Peu de groupes peuvent se targuer de profiter des médias sociaux comme le fait Alaclair Ensemble. «On prend les outils que la vie nous donne et on les utilise de manière très personnelle», explique Maybe. Le lien que le groupe a établi avec une communauté d'internautes facilite la spontanéité. «Les maisons de disques sont dans une logistique qui ne colle pas à nous; nous avons une façon de penser et de faire qui trouve plus de réponses dans les médias sociaux», dit Ogden. Il faut être deux pour tanguer, et les fans n'hésitent pas à jouer le jeu: un d'entre eux a créé un compte Instagram pour montrer les aventures d'un nain de jardin qui se serait enfui du lancement d'Alaclair afin de tenter une carrière solo.

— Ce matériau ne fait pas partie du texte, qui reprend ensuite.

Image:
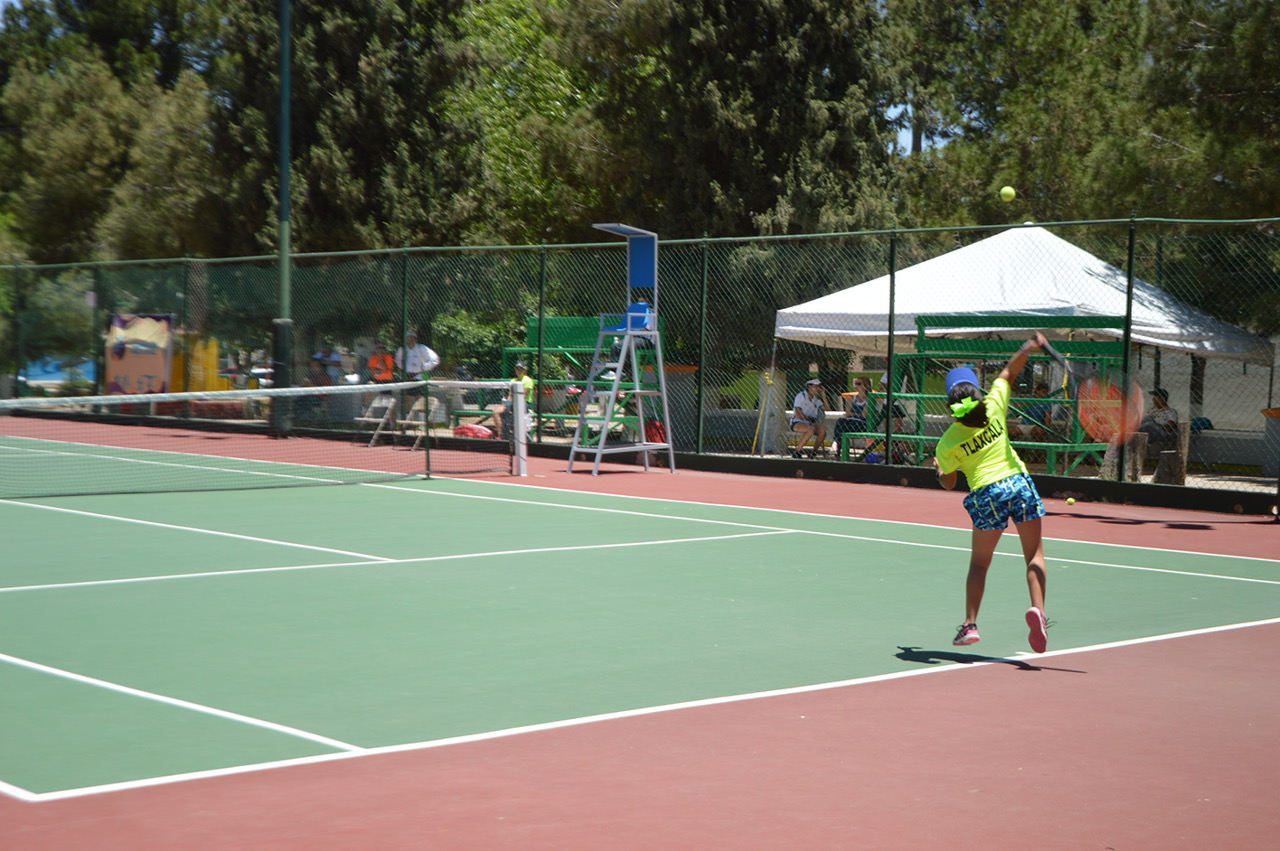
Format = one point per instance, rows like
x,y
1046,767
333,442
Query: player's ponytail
x,y
967,403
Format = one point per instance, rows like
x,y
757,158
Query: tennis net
x,y
240,439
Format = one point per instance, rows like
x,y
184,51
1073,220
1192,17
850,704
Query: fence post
x,y
700,390
542,338
892,329
1128,332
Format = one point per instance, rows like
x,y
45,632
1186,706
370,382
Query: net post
x,y
282,375
520,429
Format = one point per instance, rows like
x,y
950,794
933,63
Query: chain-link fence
x,y
745,324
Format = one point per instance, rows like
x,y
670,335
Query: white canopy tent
x,y
1022,270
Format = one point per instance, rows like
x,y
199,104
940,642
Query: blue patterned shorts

http://ink361.com/app/users/ig-1 414 886 333/lenaindalaclairencavale/photos

4-ALBUM GRATUIT

«Si je vis de ma musique, c'est parce qu'elle est gratis», dit Ogden, qui a entamé récemment une conférence sur le modèle d'affaires d'Alaclair par ce constat. Ne pas vendre ses albums est devenu «un dogme» pour le collectif qui, avant de connaître le succès, distribuait le remarqué 4,99 dans la rue. En revanche, le groupe accepte les dons en échange du téléchargement de Toute est impossible. «Mais surtout, avec nos projets, les minces (un sobriquet passe-partout dans le jargon d'Alaclair) nous donnent du temps, et le temps, c'est de l'argent», dit Maybe. Du temps à monter des pièces, à tenter de déjouer des énigmes et à échanger sur l'internet, une façon de solidifier la fidélité du public.

http://alaclairensemble.bandcamp.com/album/toute-est-impossible

5-FAIRE UNE SCÈNE

Quiconque connaît Alaclair vous le dira: c'est en show que son univers prend tout son sens. Toute l'énergie mise dans cet «antimarketing» fait d'idées farfelues et d'impulsions culmine sur scène. «Si certains peuvent penser qu'on est dans un trip d'initiés, en show, ils constatent que notre musique n'est pas rebutante et que toutes les fioritures nous ramènent à elle», assure Maybe. Mais si la création atteint son paroxysme en concert, c'est aussi à cette étape que le plan d'affaires d'Alaclair Ensemble devient viable. Ainsi, avec un peu d'argent en poche, ses membres pourront perpétuer leur monde un peu braque sur un quatrième album et, pourquoi pas, un dixième?